Real Estate Markets Change All The Time

Think about where you were in your investing career a mere twelve months ago. It is quite possible that what may have been a great investing market in the past has taken a turn. What was once a can’t miss opportunity is now something to avoid. Real estate markets change every day. In most cases, the changes are very small. However, over time, there can become shifts that can completely change how you view an investing area. This is the case, whether you are investing in a town ten miles away or have purchased a property four states over. Things will never remain constant in any area. The investors that stay on top of their investing markets will always make the best decisions.

There are many factors that can affect the strength of a particular investing market. Demographics, unemployment data, interest rates, new home starts, foreclosure rates, strength of the economy and government policies are just a few of these factors. Most of these are tied together, but each can be broken down individually and analyzed. This is one of the reasons that investing out of area is as easy as it has ever been. Most of this information can be found on the local websites or in the local town publications. This information was not accessible, even a few years ago, but now there are many websites and ways to obtain this information. Knowing what to look for is one thing, but knowing how they impact you and your investing decisions is what is important.

When evaluating a market, it can be misleading to look solely at which way home prices are headed. This can be an indicator, but in most cases this is the cause of certain effects. If home prices have taken a dip, it is likely that foreclosure rates may have risen. This could be caused by increased taxes, higher unemployment or a sudden drop in home prices. Taking it a step further, taxes may have risen because of an emergency budget deficit and the unemployment numbers may have been caused by a factor closing or stores moving out of the area both of which have a direct impact on property values. If you know the cause, you can determine if the trends are short term or if they will take years to get out from under. If they are short term, you may be able to time the market and get in at a good time. If the issues are only beginning, you want to stay away from this market for the foreseeable future.

Most of this information is available at town hall or on local government websites. You can find out about new home building permits, tax rates and foreclosure rates directly at the local town hall. Other information can be found by talking to local realtors or reading local town newspaper publications. Almost every town has a local weekly or monthly newspaper that is delivered only to town residences. Additionally, there may be a larger one that covers a few towns. If there is talk about a new school in town, it can lower taxes and make an area much more appealing. Conversely, if there is talk about businesses leaving the area or an increased number of retail vacancies, it will cause taxes to rise and leave plenty of homes for sale on the market.

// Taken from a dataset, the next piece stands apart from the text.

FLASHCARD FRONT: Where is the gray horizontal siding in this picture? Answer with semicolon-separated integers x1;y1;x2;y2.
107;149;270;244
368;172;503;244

You should also use your realtor to gain specific property information on whatever area you are investing in. They can provide you with the amount of time homes have been on the market, foreclosure rates, single and multifamily sales data and home price trends. You can look at the MLS listing sheets and break down properties that have sold. If it looks like an area is too good to be true, it probably is. The best way to avoid price fluctuations or even losses is by investing in good properties in good areas. If you know that homes have sold quickly and around asking price, you can be confident that this will remain the same and that your investment is solid.

It is also important to make sure you have the most up-to-date information available. If you are going to invest your hard earned money, you don’t want to base your decisions on inaccurate or old information. Information, even six months old, can leave you on the wrong side of a transaction. Use whatever data you find online as a starting point, but always verify that it is accurate through another source.

Markets are like interest rates in that they can change on any given day. In most cases, any changes are slow going and take some time to have an affect. However, the possibility is there. This is why it is so important to get any deals closed or rehabs back on the market as quickly as possible. You can withstand losing a small amount of money because of a price drop on one deal, but if this trend continues over time, your business will suffer. Regardless of your investing market, it is important to stay up to date and know what is going on with it at all times.